Second, Dr. Zafar suggested checking in with patients during treatment to assess if finances have become an issue due to lost wages, changes in insurance, changes in treatment or other unforeseen costs. He referenced an assessment that is currently available named COST (Comprehensive Score for Financial Toxicity) which is an 11 item subjective measurement tool for financial toxicity. Finally, Dr. Zafar offered suggestions for how doctors can help patients reduce financial toxicity. Doctors can refer patients to financial assistance programs and by appealing to their insurance when needed.
Dr. De Souza from the University of Chicago discussed managing patient and provider financial toxicity. Dr. De Souza explained that financial toxicity has been shown to be associated with delays in care and treatment noncompliance.
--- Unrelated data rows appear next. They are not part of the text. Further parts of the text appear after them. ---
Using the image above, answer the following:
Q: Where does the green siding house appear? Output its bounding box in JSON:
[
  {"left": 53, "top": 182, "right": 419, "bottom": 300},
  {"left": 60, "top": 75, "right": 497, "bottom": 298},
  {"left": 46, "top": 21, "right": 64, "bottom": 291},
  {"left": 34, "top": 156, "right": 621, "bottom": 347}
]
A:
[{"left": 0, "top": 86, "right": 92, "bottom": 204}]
When a patient faces financial concerns during treatment, this has been linked to less favorable outcomes. The quality of life for the patient as well as their chance for a positive outcome diminish as well.
There are many variables to consider when attempting to reduce financial toxicity including: legislative policy changes, health insurance design, drug-company pricing, initiating conversations between doctors and patients related to cost, and patient education and responsibility. This is not an easy topic to discuss and explore. It is uncomfortable to talk about those two “C” words in the same conversation – cancer and cost.
Teri Pollastro has been living with metastatic breast cancer for 13 years and enjoys watching her daughters grow up, spending time with her husband, family and friends, and learning to become a more effective advocate for others living with metastatic disease.